- The paper presents a new weighted strategy for non-stationary parametric bandits that employs a single covariance matrix for efficient estimation.
- It demonstrates improved regret bounds of O(d^(3/4) P_T^(1/4) T^(3/4)) for linear bandits, surpassing previous computational and statistical methods.
- Extensions to generalized linear and self-concordant bandits illustrate the approach's robustness and potential for adaptive, real-world applications.
Revisiting Weighted Strategy for Non-stationary Parametric Bandits
The paper "Revisiting Weighted Strategy for Non-stationary Parametric Bandits" (2303.02691) presents a refined framework for analyzing and implementing weighted strategies in non-stationary parametric bandit problems. The authors develop a simpler and more efficient approach that aligns with standard sliding-window and restart strategies while achieving comparable or superior regret bounds.
Introduction
Bandit problems in non-stationary environments necessitate strategies that adapt to time-varying reward distributions. The paper addresses the limitations of previous weighted strategies that were computationally inefficient or statistically suboptimal. By refining the regret analysis framework, the authors introduce a new weighted strategy that is as efficient as existing window or restart-based strategies, yet retains favorable regret bounds.
Linear Bandits
Problem Setting
In the context of Linear Bandits (LB), the expected reward for selecting an arm is modeled as the inner product of the arm's feature vector and an unknown time-varying parameter. The goal is to minimize dynamic regret, the difference between the cumulative reward of the optimal strategy and the learner's strategy.
Algorithm and Analysis
The proposed \texttt{LBweightours} algorithm employs a weighted regularized least square estimator.
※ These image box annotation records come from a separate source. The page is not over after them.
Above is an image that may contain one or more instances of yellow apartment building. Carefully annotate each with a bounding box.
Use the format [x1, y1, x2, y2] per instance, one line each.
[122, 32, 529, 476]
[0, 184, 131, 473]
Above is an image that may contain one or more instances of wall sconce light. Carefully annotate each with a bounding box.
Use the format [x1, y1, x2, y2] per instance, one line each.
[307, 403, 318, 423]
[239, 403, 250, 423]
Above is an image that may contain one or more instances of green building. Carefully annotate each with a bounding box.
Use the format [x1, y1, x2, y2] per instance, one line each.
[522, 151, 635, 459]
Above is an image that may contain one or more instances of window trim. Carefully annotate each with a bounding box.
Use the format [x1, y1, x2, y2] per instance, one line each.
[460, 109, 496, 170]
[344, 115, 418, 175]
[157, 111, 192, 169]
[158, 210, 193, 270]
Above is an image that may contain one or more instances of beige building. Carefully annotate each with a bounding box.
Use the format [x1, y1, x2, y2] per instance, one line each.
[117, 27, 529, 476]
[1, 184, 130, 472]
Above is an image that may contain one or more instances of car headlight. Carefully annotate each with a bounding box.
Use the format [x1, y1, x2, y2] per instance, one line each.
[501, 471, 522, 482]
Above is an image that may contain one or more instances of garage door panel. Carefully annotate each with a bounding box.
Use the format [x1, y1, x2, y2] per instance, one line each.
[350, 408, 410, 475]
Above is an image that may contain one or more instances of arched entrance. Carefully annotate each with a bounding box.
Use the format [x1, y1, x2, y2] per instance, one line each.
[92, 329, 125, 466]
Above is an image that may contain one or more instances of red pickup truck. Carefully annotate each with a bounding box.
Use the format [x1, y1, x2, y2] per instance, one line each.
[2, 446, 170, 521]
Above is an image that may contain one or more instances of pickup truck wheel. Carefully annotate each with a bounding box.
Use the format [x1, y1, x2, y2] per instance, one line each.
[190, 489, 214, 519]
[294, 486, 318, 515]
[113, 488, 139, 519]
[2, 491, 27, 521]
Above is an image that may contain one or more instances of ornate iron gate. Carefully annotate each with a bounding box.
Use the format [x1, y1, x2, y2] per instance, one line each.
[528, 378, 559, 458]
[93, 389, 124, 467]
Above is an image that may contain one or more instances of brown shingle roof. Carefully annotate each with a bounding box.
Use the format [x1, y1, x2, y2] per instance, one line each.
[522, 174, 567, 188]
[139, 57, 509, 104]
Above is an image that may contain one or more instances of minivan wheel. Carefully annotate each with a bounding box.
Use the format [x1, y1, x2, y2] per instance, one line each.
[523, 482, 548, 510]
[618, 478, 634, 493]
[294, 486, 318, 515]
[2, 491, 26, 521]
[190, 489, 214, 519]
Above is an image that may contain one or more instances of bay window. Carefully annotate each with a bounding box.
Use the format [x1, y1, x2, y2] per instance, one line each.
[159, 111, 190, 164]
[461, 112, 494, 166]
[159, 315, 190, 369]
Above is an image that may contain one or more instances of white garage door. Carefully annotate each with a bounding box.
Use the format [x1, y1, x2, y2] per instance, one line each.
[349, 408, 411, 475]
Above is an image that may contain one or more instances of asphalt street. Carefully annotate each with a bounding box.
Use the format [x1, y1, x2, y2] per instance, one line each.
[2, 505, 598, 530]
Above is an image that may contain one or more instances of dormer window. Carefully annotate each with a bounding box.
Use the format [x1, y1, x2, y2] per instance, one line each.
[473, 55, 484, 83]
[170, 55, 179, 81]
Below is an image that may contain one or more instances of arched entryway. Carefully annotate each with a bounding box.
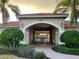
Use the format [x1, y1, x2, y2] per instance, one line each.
[21, 21, 61, 44]
[26, 23, 59, 44]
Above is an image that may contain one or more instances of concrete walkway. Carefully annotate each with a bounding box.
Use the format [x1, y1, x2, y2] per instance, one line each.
[34, 46, 79, 59]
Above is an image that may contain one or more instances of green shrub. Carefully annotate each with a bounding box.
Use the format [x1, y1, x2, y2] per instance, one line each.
[52, 45, 79, 55]
[60, 30, 79, 48]
[34, 52, 46, 59]
[0, 28, 24, 48]
[0, 45, 35, 58]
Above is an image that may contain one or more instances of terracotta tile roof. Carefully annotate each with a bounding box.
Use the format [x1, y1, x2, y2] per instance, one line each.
[0, 21, 20, 27]
[64, 21, 79, 28]
[19, 13, 66, 16]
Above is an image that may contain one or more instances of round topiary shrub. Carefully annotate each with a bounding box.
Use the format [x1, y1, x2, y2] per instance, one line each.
[60, 30, 79, 48]
[34, 52, 46, 59]
[0, 28, 24, 48]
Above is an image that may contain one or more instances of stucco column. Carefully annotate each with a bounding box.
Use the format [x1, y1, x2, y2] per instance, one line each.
[55, 31, 60, 45]
[24, 30, 29, 44]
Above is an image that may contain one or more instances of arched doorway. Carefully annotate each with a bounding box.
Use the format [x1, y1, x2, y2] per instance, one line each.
[27, 23, 58, 44]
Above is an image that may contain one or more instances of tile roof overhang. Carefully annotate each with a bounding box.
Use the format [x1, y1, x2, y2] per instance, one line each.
[17, 13, 68, 20]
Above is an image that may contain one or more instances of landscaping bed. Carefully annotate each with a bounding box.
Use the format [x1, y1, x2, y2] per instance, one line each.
[52, 45, 79, 55]
[0, 45, 34, 58]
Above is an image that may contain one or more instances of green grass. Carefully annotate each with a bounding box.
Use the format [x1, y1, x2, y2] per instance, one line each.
[52, 45, 79, 55]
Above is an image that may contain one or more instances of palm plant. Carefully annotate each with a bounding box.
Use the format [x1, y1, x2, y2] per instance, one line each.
[0, 0, 20, 28]
[57, 0, 79, 25]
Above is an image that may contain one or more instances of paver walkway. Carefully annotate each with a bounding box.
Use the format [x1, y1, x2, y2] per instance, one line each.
[34, 46, 79, 59]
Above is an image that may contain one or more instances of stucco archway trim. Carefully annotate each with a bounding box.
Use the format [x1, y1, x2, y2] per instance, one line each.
[23, 21, 61, 32]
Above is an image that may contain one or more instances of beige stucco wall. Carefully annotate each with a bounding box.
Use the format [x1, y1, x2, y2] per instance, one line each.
[21, 18, 64, 27]
[20, 18, 64, 44]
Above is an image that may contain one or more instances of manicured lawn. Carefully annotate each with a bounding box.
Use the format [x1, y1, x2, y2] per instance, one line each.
[0, 55, 25, 59]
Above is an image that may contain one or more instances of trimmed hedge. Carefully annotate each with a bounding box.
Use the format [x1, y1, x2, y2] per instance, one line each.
[60, 30, 79, 48]
[52, 45, 79, 55]
[0, 45, 34, 58]
[34, 52, 47, 59]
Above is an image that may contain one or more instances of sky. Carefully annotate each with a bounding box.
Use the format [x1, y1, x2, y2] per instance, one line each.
[0, 0, 58, 23]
The crucial novelty lies in using a single covariance matrix for the estimator, reducing computational complexity compared to prior approaches that required multiple covariance matrices.
\begin{equation}
r_t = X_t\T\theta_t + \eta_t,
\end{equation}
where rt​ is the reward, θt​ is the unknown parameter, and ηt​ represents noise. The algorithm calculates the estimator $\thetah_t$ using:
\begin{equation}
\thetah_t = V_{t-1}{-1}(\sum_{s=1}{t-1}\gamma{t-s-1}r_sX_s).
\end{equation}
This approach achieves a regret bound of $\Ot(d^{3/4} P_T^{1/4} T^{3/4})$, improving prior results dependent on dimensional assumptions.


Figure 1: Experiments of linear bandits.
Generalized Linear Bandits
The framework extends to Generalized Linear Bandits (GLB), where rewards follow a generalized linear model with a time-varying parameter. The paper's approach simplifies analysis by aligning bias and variance estimation terms under the same local norm, addressing critical limitations of prior weighted GLB algorithms.
Algorithm Improvements
The \texttt{GLBweightours} algorithm modifies the estimation process:
- Estimator Calculation: Simplifies projections using consistent norms.
- Theoretical Performance: Achieves improved regret bounds of $\Ot(k_\mu^{5/4} c_\mu^{-3/4} d^{3/4} P_T^{1/4} T^{3/4})$, surpassing existing algorithms while requiring less computational effort.
Self-Concordant Bandits
Problem Setting
Self-Concordant Bandits (SCB) are a subclass of GLB, suitable for handling logistic or exponential family rewards. The paper extends the weighted strategy to these bandits, offering enhanced efficiency without sacrificing theoretical guarantees.
Results and Discussion
A distinctive contribution for SCB is the introduction of novel local norms that better capture reward structure, significantly improving dependency on problem-specific constants such as cμ​. The resulting algorithm is both simpler and more effective for logistic bandits, a common instance in real-world applications.
Conclusion and Future Work
The paper successfully revisits and simplifies weighted strategies for various parametric bandit models. A uniform analysis framework resolves inefficiencies seen in prior work, yielding algorithms that are theoretically robust and computationally efficient. Future research directions could include adaptive weight-based strategies that forego prior knowledge of environment non-stationarity, potentially leveraging ideas from adaptive restart algorithms.
The refined approach not only addresses theoretical gaps but also paves the way for practical applications in evolving, real-world scenarios. Future explorations may focus on integrating information-theoretic concepts to refine characterizations of gradual environmental changes further.